The current definition of domestic violence is "any incident of threatening behavior, or abuse between adults who are or have been intimate partners or family members, regardless of gender or sexuality." That definition was adopted in 2004.
However, in March 2013 the definition will include "coercive control," and will apply to teens between the ages of 16 and 17. That means any form of controlling behavior will classify as domestic abuse.
According to the Co-ordinated Action Against Domestic Abuse (Caada) charity, there were 183 domestic violence cases with teens under the age of 18. The information collected demonstrated teenage victims experience the same level of violence as adult victims. Additionally, one-fifth of victims were pregnant and experienced additional problems and 62 percent of victims were at risk for fatal harm and even death.
The Home Office, which is responsible for immigration, security and law and order in the UK, stated more prosecutions could be a result of the new definition.
The World Health Organization reports between 15 and 71 percent of women experience physical or sexual violence by an intimate partner.
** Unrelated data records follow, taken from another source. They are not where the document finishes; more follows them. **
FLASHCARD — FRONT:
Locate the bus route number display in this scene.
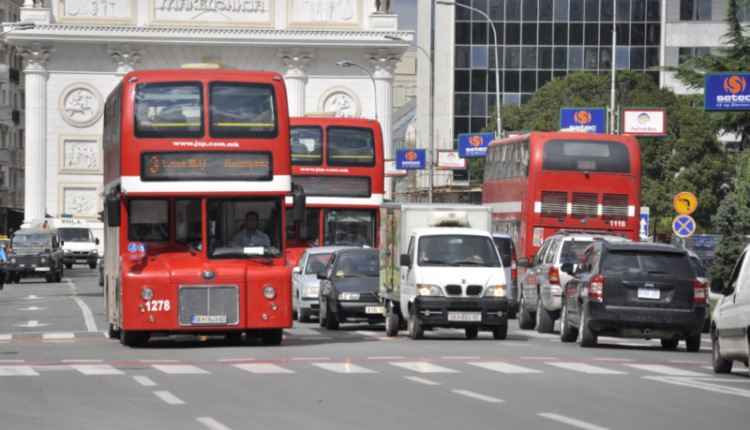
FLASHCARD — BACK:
[141,151,273,181]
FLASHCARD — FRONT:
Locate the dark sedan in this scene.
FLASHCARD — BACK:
[318,249,385,330]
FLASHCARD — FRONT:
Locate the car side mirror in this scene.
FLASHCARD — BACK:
[399,254,411,267]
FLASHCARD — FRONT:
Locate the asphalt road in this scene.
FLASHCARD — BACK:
[0,266,750,430]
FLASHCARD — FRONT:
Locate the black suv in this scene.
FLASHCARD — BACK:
[560,241,708,352]
[6,228,63,283]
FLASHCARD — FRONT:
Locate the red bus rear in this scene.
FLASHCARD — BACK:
[482,132,641,258]
[286,117,384,265]
[104,70,292,345]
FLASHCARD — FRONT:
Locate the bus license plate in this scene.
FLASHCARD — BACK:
[448,312,482,322]
[190,315,227,324]
[638,288,661,300]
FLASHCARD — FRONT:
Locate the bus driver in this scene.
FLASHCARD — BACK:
[232,211,271,248]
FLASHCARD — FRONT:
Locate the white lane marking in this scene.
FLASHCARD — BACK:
[453,390,505,403]
[73,364,124,375]
[13,320,49,327]
[133,376,156,387]
[404,376,442,385]
[623,364,706,376]
[467,363,544,373]
[42,333,76,339]
[0,366,39,376]
[388,361,460,373]
[151,364,211,375]
[312,363,378,373]
[233,363,296,373]
[154,391,185,405]
[537,412,607,430]
[195,417,230,430]
[544,363,628,375]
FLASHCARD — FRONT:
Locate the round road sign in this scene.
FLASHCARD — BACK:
[674,193,698,215]
[672,215,696,238]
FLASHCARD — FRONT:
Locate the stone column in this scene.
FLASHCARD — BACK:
[365,48,401,200]
[107,43,144,75]
[277,48,315,116]
[18,42,55,222]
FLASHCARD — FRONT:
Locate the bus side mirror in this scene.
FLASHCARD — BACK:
[106,196,120,227]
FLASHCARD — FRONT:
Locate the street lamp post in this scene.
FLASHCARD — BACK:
[435,0,503,137]
[385,36,435,203]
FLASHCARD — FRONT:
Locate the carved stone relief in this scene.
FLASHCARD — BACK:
[318,86,362,118]
[57,134,103,175]
[149,0,274,27]
[58,82,104,127]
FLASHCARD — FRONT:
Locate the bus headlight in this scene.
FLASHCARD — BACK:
[263,285,276,300]
[418,285,443,297]
[484,285,505,297]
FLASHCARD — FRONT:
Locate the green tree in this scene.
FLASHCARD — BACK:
[708,193,750,281]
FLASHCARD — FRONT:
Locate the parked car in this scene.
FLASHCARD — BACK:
[318,249,385,330]
[518,231,630,333]
[560,241,707,352]
[6,228,63,284]
[492,233,520,319]
[292,246,354,323]
[711,246,750,373]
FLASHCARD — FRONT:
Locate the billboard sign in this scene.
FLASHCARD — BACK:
[560,108,606,134]
[458,133,495,158]
[396,149,427,170]
[703,73,750,110]
[438,151,466,170]
[620,108,667,137]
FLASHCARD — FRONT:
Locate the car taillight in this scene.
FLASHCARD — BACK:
[549,266,560,285]
[693,279,706,303]
[588,275,604,300]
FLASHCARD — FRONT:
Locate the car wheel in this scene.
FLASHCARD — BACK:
[560,295,578,343]
[385,301,401,337]
[711,332,734,373]
[408,315,424,340]
[536,294,555,333]
[492,324,508,340]
[578,306,597,348]
[518,293,534,330]
[685,333,701,352]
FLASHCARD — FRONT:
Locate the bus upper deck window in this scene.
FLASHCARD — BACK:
[135,82,203,139]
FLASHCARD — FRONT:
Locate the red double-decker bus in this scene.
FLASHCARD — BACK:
[104,70,302,346]
[286,116,384,265]
[482,132,641,258]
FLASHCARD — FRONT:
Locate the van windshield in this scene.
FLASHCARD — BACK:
[417,235,501,267]
[57,228,93,242]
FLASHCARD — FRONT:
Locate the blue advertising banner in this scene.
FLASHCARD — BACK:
[560,108,607,134]
[396,149,427,170]
[703,73,750,110]
[458,133,495,158]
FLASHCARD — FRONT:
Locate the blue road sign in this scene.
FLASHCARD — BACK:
[672,215,695,238]
[560,108,606,134]
[396,149,427,170]
[703,73,750,110]
[458,133,495,158]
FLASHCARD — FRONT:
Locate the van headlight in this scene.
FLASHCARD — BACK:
[484,285,505,297]
[418,284,443,297]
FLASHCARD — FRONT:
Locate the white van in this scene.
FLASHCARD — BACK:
[29,218,99,269]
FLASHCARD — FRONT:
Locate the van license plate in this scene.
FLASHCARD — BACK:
[448,312,482,322]
[190,315,227,324]
[638,288,661,300]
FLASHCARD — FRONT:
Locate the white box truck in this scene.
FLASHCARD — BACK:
[379,203,508,339]
[29,218,99,269]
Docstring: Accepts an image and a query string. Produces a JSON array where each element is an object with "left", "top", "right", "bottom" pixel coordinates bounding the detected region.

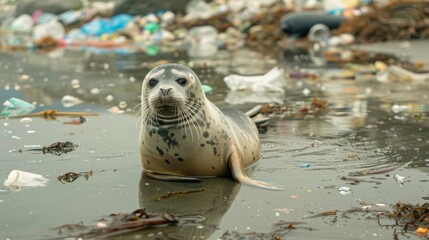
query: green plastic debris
[
  {"left": 144, "top": 22, "right": 159, "bottom": 33},
  {"left": 0, "top": 98, "right": 36, "bottom": 117},
  {"left": 145, "top": 45, "right": 159, "bottom": 56},
  {"left": 203, "top": 84, "right": 213, "bottom": 93}
]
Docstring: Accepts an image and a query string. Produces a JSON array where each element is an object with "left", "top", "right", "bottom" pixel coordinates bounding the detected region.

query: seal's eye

The Association of Chief Police Officers stated an average of two women a week and one many every 17 days are murdered by a current or former intimate partner.
"The amendments to the definition are key in helping to raise awareness and enable effective prevention working in partnership with all agencies," said Carmel Napier, Chief Constable of Gwent police. "Domestic abuse ruins lives. In some cases it ends in homicide. This amended definition will help us all to work together to defeat this dreadful crime."
A former domestic violence victim who experienced her first domestic abuse at 13-years-old said, "If the services were in place I might have got the help I needed at a much earlier age."